It turns out what I mean by the "macro system" in Idris is its system of elaborator extensions (http://docs.idris-lang.org/en/latest/reference/elaborator-re...). The elaborator's purpose is to fill in holes in the program, like the holes that remain when someone calls a function without supplying its implicit arguments.[1]

It's pretty natural to handle name overloading in the same phase as implicit arguments, because it's effectively a special case. Thanks to dependent types and implicit arguments, instead of having two differently typed functions named (,), you could have one function that implicitly takes a boolean:

  (,) : {isType : Bool} ->
    if isType then (... -> Type) else (... -> (a, b))
  (,) = ...
The elaborator phase is complex enough that I don't understand how to use it yet, but I think almost all that complexity belongs to implicit arguments. Name overloading is probably seamless relative to that.

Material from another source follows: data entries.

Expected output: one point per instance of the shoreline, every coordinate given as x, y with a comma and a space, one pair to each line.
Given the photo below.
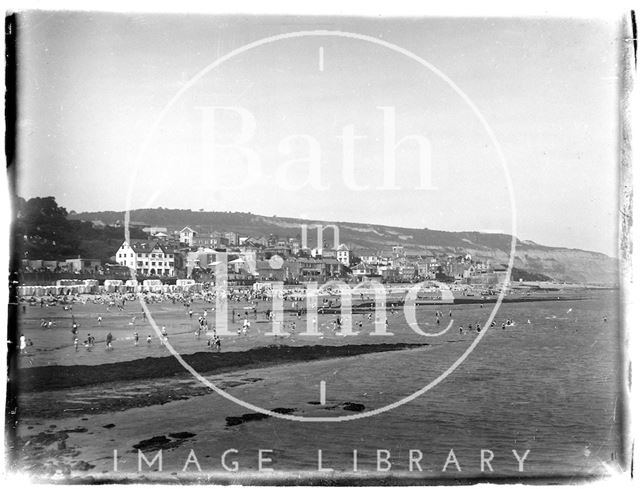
59, 377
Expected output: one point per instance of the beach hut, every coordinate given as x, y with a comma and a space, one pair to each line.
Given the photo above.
112, 285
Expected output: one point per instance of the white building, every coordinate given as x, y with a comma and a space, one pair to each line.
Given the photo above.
186, 235
147, 258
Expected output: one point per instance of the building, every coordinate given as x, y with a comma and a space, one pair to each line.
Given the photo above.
147, 258
344, 255
153, 230
186, 235
82, 265
211, 240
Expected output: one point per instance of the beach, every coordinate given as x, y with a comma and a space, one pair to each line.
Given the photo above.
522, 388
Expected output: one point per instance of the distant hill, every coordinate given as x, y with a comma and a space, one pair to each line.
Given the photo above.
564, 264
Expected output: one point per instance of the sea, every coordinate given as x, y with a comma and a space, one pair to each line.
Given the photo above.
540, 399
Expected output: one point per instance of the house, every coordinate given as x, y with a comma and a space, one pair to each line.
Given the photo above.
213, 240
344, 255
147, 257
186, 235
82, 265
153, 230
232, 238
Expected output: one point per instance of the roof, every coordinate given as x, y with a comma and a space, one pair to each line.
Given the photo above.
147, 245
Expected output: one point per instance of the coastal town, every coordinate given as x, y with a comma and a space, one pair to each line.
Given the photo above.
313, 254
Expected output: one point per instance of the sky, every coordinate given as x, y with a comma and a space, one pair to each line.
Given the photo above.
124, 111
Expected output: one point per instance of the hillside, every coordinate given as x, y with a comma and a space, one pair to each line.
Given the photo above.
564, 264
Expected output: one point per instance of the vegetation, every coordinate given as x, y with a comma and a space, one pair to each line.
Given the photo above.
44, 232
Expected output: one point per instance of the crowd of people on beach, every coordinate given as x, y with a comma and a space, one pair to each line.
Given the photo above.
248, 301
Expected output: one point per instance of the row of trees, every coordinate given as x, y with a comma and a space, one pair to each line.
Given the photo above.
42, 231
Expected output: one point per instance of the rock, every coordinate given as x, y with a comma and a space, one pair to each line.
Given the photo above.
182, 435
353, 406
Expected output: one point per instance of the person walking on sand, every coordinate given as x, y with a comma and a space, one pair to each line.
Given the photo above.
165, 335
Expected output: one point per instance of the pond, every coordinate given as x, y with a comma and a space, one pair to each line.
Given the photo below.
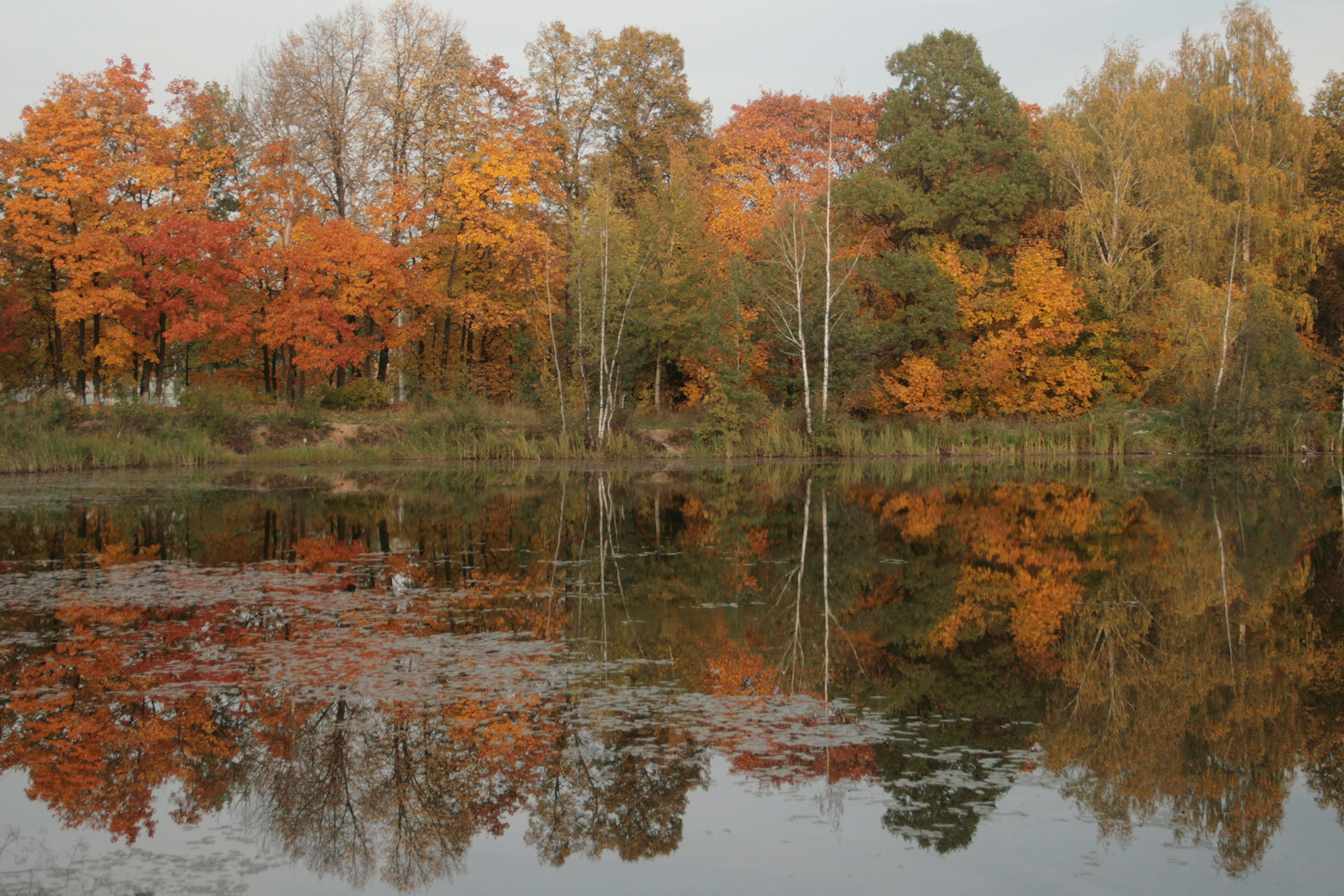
1056, 678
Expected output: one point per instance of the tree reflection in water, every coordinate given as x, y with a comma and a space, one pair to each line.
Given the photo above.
381, 668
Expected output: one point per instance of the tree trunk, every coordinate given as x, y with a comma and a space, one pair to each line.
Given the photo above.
658, 378
83, 374
97, 361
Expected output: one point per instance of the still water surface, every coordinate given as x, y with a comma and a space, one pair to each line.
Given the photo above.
1052, 679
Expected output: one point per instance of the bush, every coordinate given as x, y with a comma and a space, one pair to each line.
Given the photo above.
364, 394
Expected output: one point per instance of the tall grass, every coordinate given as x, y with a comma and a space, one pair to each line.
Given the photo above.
52, 437
57, 436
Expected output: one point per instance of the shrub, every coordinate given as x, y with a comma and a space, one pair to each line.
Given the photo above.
364, 394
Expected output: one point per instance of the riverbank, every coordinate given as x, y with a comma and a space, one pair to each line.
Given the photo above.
56, 436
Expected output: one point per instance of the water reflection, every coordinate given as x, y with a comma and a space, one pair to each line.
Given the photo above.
381, 667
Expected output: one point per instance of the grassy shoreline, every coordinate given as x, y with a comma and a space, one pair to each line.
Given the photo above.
58, 437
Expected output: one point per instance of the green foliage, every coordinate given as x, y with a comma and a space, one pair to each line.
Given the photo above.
960, 161
362, 394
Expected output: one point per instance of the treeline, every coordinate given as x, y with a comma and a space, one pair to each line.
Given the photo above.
377, 210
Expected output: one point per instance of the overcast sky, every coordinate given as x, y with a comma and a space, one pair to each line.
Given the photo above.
734, 49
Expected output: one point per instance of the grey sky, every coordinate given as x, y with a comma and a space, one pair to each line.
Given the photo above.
734, 48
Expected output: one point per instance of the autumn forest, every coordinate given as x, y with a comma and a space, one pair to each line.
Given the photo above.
378, 214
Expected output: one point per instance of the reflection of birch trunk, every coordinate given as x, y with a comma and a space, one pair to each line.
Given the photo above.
796, 647
556, 559
604, 537
1222, 569
826, 605
831, 801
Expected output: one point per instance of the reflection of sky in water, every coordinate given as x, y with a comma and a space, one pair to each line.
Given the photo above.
739, 839
401, 623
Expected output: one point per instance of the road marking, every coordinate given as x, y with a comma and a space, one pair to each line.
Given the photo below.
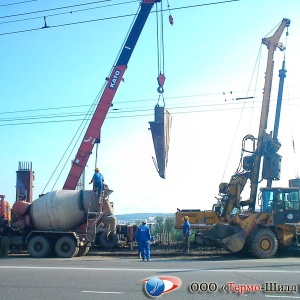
289, 297
99, 292
151, 270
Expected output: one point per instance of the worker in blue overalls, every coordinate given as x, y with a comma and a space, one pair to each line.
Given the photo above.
98, 180
142, 237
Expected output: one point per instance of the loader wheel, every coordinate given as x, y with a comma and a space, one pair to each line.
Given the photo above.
66, 247
39, 246
83, 251
263, 243
108, 241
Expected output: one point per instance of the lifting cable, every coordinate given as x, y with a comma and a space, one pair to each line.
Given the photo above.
290, 110
161, 50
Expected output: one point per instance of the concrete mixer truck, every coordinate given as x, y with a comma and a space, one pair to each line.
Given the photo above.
69, 221
60, 222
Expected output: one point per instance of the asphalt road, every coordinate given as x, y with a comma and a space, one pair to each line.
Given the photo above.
96, 277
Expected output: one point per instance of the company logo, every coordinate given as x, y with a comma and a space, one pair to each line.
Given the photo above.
156, 286
114, 79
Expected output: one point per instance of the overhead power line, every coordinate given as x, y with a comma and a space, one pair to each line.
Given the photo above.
101, 19
52, 9
17, 3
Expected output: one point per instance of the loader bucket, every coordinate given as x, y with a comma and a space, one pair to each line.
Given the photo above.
228, 237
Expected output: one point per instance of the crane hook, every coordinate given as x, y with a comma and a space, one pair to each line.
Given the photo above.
161, 81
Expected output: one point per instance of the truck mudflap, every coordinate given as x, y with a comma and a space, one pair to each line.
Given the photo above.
231, 238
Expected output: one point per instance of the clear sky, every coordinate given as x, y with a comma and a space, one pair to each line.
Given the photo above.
50, 77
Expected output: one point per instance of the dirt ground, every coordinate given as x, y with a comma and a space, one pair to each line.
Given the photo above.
173, 249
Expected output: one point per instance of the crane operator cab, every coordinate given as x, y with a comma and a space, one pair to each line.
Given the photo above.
283, 203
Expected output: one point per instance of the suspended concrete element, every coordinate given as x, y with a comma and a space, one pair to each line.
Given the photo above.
160, 130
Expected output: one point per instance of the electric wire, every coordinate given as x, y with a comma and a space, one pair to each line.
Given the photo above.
109, 18
66, 13
17, 3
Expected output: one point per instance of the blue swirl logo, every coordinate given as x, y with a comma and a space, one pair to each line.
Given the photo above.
156, 286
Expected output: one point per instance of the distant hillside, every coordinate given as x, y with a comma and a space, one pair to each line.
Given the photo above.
142, 216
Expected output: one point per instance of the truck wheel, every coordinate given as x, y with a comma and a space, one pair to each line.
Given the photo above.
39, 246
66, 247
263, 244
83, 251
108, 241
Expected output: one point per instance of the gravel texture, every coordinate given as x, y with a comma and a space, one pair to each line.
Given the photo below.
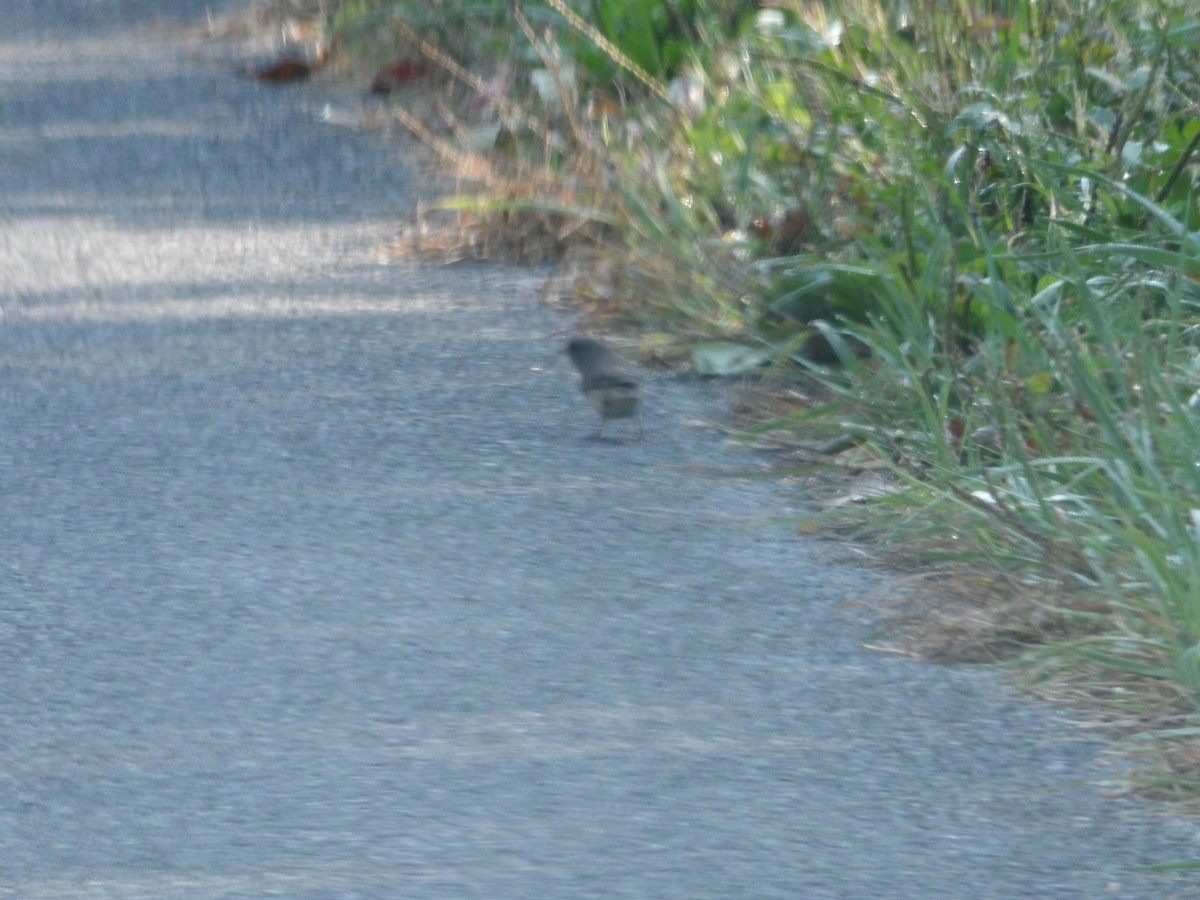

Another "macro system" I encountered in the docs was Idris's system of syntax extensions (http://docs.idris-lang.org/en/latest/tutorial/syntax.html). As far as I can tell, these apply before the elaborator and typechecker, but they might not be able to run arbitrary code or break hygiene. Maybe someday they'll gain those abilities and become a Nulan-like macro system.

[1] Implicit arguments effectively generalize type classes. Idris still has something like type class declarations, which it calls "interfaces," but I bet this is primarily so a programmer can define the interface type and the method lookup functions together in one fell swoop.